I’m afraid fruits, such as strawberries and raspberries are not berries. Strawberries are a fleshy receptacle, which carry the seeds, i.e they have seeds on the outside, a berry no-no.
You know those flecks on the strawberry’s surface? They are actually the plant’s ovaries and called achenes. An achene is another type of fruit and each achene has a seed. Other examples of achenes are buttercups, buckwheat and cannabis.
A raspberry is an aggregate fruit composed of individual drupes. A drupe is a type of fruit that has an outer fleshy part that surrounds a pit. Examples of drupes include: coffee, olives, pistachios, cherries and peaches.

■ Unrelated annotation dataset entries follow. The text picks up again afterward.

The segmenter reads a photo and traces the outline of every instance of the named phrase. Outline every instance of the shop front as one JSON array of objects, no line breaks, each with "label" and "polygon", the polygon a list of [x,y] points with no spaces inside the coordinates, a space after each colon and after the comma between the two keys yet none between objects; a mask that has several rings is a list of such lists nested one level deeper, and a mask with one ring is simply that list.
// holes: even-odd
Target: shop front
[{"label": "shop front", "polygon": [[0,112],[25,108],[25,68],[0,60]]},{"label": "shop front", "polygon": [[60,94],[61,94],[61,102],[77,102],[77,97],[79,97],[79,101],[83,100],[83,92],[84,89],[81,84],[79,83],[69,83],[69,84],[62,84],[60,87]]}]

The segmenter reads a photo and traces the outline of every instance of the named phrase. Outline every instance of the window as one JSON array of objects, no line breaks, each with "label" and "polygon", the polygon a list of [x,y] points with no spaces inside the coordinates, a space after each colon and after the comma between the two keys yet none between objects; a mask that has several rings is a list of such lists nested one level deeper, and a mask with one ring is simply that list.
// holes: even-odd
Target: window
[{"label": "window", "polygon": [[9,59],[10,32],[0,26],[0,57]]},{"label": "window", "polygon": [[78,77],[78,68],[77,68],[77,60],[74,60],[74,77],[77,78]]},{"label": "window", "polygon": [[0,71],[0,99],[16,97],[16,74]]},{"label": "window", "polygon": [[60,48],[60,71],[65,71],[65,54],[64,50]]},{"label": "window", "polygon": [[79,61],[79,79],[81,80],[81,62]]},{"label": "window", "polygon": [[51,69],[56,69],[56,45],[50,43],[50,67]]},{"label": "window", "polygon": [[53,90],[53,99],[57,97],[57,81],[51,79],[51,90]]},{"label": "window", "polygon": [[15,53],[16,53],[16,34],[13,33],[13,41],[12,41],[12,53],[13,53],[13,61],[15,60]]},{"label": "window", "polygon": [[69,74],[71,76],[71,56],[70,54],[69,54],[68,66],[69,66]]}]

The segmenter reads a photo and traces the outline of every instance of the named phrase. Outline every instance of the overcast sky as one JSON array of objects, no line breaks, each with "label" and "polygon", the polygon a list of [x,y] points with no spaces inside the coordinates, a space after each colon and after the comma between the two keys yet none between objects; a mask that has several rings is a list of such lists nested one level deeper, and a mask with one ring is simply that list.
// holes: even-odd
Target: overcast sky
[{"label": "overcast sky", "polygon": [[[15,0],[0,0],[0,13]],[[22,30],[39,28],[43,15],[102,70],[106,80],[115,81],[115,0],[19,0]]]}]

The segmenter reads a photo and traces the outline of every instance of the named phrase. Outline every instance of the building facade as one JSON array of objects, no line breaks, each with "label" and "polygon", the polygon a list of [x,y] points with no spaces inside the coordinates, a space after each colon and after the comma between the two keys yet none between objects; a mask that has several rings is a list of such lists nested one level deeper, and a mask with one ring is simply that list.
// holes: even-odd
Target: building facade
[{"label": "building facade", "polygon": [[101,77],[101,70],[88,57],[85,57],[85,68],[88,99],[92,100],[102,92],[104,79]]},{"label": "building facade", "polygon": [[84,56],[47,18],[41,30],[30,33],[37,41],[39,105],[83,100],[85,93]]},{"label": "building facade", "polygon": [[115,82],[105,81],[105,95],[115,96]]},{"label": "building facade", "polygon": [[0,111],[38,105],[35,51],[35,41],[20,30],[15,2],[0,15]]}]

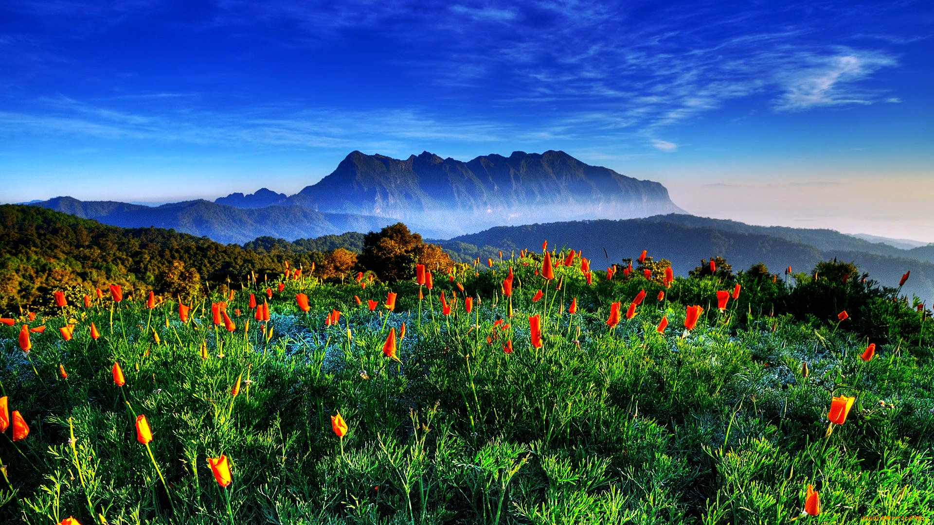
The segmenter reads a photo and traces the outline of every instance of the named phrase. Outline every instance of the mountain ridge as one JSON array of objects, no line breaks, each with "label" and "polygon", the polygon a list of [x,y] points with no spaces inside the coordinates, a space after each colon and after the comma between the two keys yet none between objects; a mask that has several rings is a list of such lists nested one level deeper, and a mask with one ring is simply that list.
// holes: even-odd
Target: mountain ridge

A raspberry is like multiple peaches joined together. Cool, eh?
It all begs the question, why do we call them berries? According to dictionary.com, the word “berry” comes from the Old English “berie”, which originally meant “grape”. As the English language spread to the Americas with colonization, many native grape-shaped fruits that grew in bunches took on the berry suffix.
And so, the use of the berry misnomer spread. It shares a tent with other misnomers, like pencil “lead”, which is made from graphite and clay, or tin foil, which is usually always aluminum. Blackboards don’t have to be black, but can be all the colours of the rainbow. Even sticks of chalk are no longer made of chalk, but of gypsum.
Much of the world is not what it seems. Many times, words are wrong.
Regardless, the next time someone asks for a berry pie, bring them one made out of cucumber. It’s their own fault for not being specific.
Liam Harrap is a reporter with the Revelstoke Review.